Still, she felt bad Chitral had such a biased picture of Jews. This didn’t sit well. But a leopard couldn’t change its spots. He couldn’t make it up to her for his anti-Semitism, and she couldn’t make it up to him for his hundred years.

So she split the difference, and while he was still looking for her glass of water, she took out her checkbook and wrote a check to him for a hundred dollars — making over to him exactly half what it would have cost her in property taxes if she’d never sold the car to him in the first place.

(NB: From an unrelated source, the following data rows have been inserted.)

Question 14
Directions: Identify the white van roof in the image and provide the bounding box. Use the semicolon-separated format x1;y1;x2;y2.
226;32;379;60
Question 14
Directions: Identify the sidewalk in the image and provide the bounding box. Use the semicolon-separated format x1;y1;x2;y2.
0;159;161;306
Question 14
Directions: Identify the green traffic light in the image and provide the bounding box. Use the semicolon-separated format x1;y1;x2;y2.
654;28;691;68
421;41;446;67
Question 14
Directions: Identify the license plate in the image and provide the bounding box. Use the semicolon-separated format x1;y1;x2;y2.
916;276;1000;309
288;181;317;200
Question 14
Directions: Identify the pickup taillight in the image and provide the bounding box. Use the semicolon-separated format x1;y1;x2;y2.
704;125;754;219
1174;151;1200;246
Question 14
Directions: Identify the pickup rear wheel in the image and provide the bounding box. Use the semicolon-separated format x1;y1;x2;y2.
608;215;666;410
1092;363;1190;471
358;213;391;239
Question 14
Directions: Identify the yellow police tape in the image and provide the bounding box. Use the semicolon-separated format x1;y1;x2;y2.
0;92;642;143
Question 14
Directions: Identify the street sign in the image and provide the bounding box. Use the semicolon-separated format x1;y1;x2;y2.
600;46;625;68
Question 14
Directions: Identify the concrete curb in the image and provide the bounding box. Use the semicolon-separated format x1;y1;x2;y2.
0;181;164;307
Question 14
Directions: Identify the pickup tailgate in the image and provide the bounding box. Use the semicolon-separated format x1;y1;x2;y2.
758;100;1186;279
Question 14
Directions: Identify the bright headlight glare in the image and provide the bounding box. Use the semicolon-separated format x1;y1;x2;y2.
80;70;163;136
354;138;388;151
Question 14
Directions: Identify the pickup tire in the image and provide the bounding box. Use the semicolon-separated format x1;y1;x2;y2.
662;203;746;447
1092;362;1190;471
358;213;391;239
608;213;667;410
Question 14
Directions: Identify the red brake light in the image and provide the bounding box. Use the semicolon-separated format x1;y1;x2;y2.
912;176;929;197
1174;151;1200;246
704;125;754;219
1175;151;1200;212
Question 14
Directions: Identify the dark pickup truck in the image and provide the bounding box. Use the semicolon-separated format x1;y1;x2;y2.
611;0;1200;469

They were quits, thought Mrs. Ted Bliss.

And, in the limo, on the long ride back to the Towers, Mrs. Bliss took comfort in the fact that she was at last even a little better than quits. Now she knew why he had picked her out of all the possible people in south Florida with all the possible used cars they had up for sale; she was finally satisfied that an unthinking promise she’d made all those years back to come on this, what-do-you-call-it, pilgrimage, could be stamped paid-in-full and she’d never have to think about the nasty Jew-hating bastard son of a bitch again!

EIGHT

It was April, and Mrs. Bliss had agreed to spend the Passover holidays with Frank and Frank’s family in Frank’s new house in Frank’s new city of Providence, Rhode Island. Maxine and George would be there with their kids, the beautiful Judith and chip-off-the-block, entrepreneurial James. Frank was said to be helping out with Ellen’s fare (her daughter, Janet, was still in India) and with poor Marvin’s son, Barry’s, the auto mechanic. Frank’s own boy, the brilliant Donny, who could have bought and sold all of them, would probably be flying in from Europe.

All this had been arranged months before, in December, and Dorothy had agreed because who knew what could happen between December and April? In December, to a woman Dorothy Bliss’s age, April looks like the end of time. She didn’t see any point in refusing. But as early as February Mrs. Bliss had begun having second thoughts.

If he still lived in Pittsburgh, if there were a nonstop flight from Fort Lauderdale to Providence, if he still had all his old friends from the university in Pittsburgh instead of a whole new bunch of people she’d have to meet and whose names, chances were, she’d probably never even catch because, let’s face it, people all tended to arrive together on the first night of a seder and who could distinguish their names one from another in all the tummel with all their vildeh chei-eh kids running around, never mind remember them. If this, if that. But the fact was it was already late March and she had to purchase her airline tickets if she wanted to qualify for a cheap fare and escape the “certain restrictions apply” clauses in the carrier’s rule book.